Fase aguda da transição ameaçada

Por Luciano Siqueira, no Blog da Folha

A assunção de Lula à presidência da República, em 2003, deflagrou um ciclo de mudanças que, a nosso juízo, poderia ganhar dimensão tal que mexeria com elementos estruturais da sociedade brasileira.

Uma empreitada dura e difícil: proceder a transição da ordem neoliberal vigente a um novo projeto nacional de desenvolvimento.

Transição que, a exemplo de toda transformação social, acarretaria trajetória sinuosa, conflitante e de resultados imprevisíveis.

Antecipadamente, não se poderia assegurar quem venceria a quem: se o novo, que surgia e levaria tempo para se afirmar, ou o velho, que derrotado nas urnas lançaria mão, em contraposição, todo o arsenal de artimanhas acumulado pela elite brasileira ao longo de mais de quatro séculos.

Viveríamos, como vivemos, períodos de relativa calmaria, particularmente nos dois primeiros governos Lula, tirante a crise do chamado “mensalão”.
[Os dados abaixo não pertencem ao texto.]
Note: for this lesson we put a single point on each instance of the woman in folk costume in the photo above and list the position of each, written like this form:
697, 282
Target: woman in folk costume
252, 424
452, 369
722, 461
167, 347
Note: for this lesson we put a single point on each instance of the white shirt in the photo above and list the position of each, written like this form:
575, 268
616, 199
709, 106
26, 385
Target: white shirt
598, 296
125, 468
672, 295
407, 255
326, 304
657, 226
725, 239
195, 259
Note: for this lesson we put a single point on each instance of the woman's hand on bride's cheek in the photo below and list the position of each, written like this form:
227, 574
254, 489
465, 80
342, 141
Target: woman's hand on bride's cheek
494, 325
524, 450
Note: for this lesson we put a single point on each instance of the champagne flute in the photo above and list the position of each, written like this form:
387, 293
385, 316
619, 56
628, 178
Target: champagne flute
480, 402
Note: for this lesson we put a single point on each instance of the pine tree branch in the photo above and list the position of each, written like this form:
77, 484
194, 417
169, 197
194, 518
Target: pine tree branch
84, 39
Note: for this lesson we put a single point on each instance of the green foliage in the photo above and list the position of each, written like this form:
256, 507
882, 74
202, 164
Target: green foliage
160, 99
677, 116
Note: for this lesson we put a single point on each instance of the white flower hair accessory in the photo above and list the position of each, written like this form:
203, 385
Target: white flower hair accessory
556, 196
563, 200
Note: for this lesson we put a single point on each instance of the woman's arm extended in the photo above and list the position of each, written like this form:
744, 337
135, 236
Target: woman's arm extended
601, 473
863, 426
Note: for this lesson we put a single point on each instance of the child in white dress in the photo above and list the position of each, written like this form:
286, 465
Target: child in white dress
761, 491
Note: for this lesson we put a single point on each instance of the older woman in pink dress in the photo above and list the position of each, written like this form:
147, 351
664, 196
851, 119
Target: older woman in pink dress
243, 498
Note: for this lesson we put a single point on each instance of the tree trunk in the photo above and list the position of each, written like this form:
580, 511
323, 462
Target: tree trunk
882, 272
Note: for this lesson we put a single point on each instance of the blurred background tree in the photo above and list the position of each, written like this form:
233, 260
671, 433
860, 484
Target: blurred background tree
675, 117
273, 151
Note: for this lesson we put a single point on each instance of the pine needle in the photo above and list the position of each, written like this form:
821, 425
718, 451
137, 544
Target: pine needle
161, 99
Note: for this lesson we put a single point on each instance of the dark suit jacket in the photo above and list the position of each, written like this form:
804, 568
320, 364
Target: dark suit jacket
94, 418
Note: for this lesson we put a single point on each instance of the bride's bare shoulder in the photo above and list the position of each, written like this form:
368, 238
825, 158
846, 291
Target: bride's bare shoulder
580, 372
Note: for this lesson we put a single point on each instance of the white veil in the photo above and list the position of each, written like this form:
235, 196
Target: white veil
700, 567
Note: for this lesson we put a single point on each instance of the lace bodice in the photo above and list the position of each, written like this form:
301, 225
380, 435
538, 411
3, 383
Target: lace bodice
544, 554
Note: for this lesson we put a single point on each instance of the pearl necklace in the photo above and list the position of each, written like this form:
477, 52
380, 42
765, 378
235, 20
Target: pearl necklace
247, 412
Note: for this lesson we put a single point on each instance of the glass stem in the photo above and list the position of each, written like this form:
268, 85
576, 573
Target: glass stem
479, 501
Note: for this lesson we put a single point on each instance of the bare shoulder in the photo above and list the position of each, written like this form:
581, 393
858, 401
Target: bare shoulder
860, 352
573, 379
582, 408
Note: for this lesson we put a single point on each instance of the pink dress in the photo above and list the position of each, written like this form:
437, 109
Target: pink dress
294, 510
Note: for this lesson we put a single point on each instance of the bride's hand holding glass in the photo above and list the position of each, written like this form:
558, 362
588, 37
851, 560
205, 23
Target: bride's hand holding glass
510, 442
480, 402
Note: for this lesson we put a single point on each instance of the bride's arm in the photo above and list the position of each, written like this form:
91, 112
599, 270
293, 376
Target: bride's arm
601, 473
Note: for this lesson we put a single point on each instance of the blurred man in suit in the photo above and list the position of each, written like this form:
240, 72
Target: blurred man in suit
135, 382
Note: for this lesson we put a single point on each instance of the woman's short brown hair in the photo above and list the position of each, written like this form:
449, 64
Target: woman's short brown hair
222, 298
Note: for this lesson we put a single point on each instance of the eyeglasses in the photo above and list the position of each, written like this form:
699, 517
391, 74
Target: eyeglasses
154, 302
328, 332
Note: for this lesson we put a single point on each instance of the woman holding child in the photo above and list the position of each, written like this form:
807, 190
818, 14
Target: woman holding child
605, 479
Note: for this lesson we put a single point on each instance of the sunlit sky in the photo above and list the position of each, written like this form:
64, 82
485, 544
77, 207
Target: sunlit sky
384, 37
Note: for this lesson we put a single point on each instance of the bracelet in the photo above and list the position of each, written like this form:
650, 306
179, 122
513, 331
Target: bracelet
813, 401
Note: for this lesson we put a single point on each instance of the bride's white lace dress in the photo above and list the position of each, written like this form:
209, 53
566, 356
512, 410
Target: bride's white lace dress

Àquela altura, conjugaram-se fatores econômicos internacionais favoráveis com políticas de elevado alcance social e positivas repercussões sobre a economia interna.

Isto à custa de muitas concessões, diga-se. Os avanços sociais, a afirmação do Brasil na cena internacional e a prática democrática ampliada (inclusive com a descriminalização dos movimentos sociais), deram-se sem ferir interesses fundamentais do setor hegemônico do capital, o rentismo.

Mesmo com a eclosão da crise global, em 2008, até o final de 2014, foi possível manter o dinamismo econômico e a valorização do trabalho a contento.

Com a terceira fase da crise global, e agora a quarta, que atingem duramente países emergentes – incluindo o Brasil -, nossa economia põe a língua de fora e dá sinais de exaustão.

É a crise que vivemos, acrescida da instabilidade política gerada pela contradição entre a reeleição da presidenta Dilma e a eleição de um Senado e uma Câmara dos Deputados largamente conservadores.

Somem-se erros políticos do governo e a postura intransigente da oposição, o País se vê enredado num impasse de difícil solução.

Na base desse impasse, o conflito social real, entre classes e segmentos de classes beneficiários do período de aquecimento econômico e de ampliação das conquistas sociais versus a elite dominante (sob a égide aberta ou velada do capital financeiro).

Retomando o conceito da transição de um modelo a outro, este é o momento de conflito mais acirrado entre o novo e o velho.

Assim, sob a cortina de fumaça do combate à corrupção – necessário, justo, oportuno, porém contaminado, na Operação Lava Jato, por interesses políticos cada vez mais evidentes, o embate entre dois Brasis está instalado. E vai prosseguir por muito tempo, qualquer que seja o desenlace da crise política atual.